Courthouse News Service 22 October 2018
By Josh Russell

MANHATTAN (CN) –  The United States has brought a forfeiture action to reunite the heirs of a renowned Jewish art collector with a Dutch portrait seized by the Nazis during the Holocaust.

Missing since 1943, the oil painting “A Scholar Sharpening His Quill” by Salomon Koninck was transferred to New York from Chile last year in contemplation of a possible auction.

The United States does not identify the seller or the auction house in its Oct. 19 forfeiture complaint, but it says the consignor admitted “that her father had purchased the … painting for 4.500 Deutsche Mark from Walter Andreas Hofer in Munich in 1952.”

“Walter Andreas Hofer was Hermann Goring’s chief purchasing agent and as such was a key player in the confiscation and looting of Jewish art collections during the Nazi era,” the complaint states. “In 1950, after being tried in absentia by a French military tribunal for his role in art plundering during World War II, Hofer was found guilty and sentenced to ten years in prison. Hofer was never apprehended by the French authorities, and reemerged in the early 1950s as an art dealer in Munich.”

The auction house has estimated that the painting is worth at least $5,000.

In the complaint, Koninck is described as “a contemporary of Rembrandt whose works are now held in the collections of many prominent museums, including the Louvre, the Prado, and the National Gallery of Art. He painted the 26-inch by 20-inch piece at issue in 1639, and the U.S. government says the Nazi agency Einsatzstab Reichsleiter Rosenberg seized it in 1943 when it looted Chateau de Chambon in Southern France.

The chateau, according to the complaint, was where the heirs of prominent Jewish art collector Adolphe Schloss where hiding what was considered “among the most significant collections of Dutch and Flemish paintings assembled in 19th century France.”

In addition to the piece by Koninck, Schloss’ collection included paintings by Rubens, Rembrandt and Ruysdael.

“Due to its value and significance, the ERR made substantial efforts to locate and loot the Schloss Collection,” the complaint states, going on to note that Nazis also arrested two of the four Schloss heirs in 1943.

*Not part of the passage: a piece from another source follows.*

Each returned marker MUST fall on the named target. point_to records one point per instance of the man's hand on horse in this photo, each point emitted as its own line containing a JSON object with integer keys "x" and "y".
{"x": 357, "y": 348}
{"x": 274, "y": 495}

From the Chambon chateau, according to the complaint, the Koninck was brought with another 261 paintings from the Schloss collection to a depot located at the ERR-operated Jeu de Paume museum in Paris, and finally to the Fuhrerbau, Hitler’s headquarters in Munich.

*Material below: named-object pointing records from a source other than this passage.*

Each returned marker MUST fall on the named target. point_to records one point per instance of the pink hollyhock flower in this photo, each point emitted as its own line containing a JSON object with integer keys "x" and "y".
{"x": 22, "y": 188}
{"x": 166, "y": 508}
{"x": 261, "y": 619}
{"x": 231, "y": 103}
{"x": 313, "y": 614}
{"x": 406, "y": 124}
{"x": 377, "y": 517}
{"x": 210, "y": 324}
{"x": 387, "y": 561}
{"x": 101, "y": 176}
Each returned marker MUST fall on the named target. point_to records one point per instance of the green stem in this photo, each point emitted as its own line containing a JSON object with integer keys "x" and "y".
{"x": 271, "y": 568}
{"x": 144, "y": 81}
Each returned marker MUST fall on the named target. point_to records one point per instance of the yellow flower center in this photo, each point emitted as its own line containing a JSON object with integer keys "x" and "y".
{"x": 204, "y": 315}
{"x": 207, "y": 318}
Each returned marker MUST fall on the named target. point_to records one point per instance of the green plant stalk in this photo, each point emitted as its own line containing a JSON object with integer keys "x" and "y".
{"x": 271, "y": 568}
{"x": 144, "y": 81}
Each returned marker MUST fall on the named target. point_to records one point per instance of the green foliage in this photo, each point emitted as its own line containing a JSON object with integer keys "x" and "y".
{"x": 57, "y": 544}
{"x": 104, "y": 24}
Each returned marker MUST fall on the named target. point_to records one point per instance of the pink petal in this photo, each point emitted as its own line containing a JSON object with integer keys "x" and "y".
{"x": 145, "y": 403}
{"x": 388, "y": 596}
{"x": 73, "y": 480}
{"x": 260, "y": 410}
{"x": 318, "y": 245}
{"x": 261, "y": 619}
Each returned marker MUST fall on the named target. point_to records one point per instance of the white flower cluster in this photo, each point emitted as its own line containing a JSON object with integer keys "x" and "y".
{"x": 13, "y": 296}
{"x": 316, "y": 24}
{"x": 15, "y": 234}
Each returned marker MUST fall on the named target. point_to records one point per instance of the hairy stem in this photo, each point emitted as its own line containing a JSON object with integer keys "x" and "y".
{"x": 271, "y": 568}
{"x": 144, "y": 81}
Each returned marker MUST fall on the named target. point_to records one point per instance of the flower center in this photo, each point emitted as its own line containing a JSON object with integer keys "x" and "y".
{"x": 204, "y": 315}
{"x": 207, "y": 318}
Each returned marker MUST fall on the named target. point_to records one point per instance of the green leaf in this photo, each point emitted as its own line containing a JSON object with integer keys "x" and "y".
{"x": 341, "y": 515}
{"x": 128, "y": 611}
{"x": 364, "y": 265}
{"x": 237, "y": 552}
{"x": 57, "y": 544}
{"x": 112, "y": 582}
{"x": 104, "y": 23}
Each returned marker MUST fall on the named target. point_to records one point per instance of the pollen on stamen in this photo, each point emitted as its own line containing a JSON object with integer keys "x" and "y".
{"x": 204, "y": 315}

The United States notes that the ERR meticulously catalogued the works it seized, and that the piece consigned for auction last year is “an identical match to the ERR Catalogue Listing of the Defendant In Rem Painting, including the photograph of it taken by the ERR.”

“We can never reverse history and undo the horrors committed at the hands of the Nazis,” U.S. Attorney Geoffrey Berman said in a statement. “But we are steadfast in our determination to remember those who suffered and do what we can to return what was taken.”

Last month Berman held a repatriation ceremony for the 1919 Renoir painting “Deux Femmes Dans un Jardin,” which was seized by the Nazis from a Paris bank vault in 1941.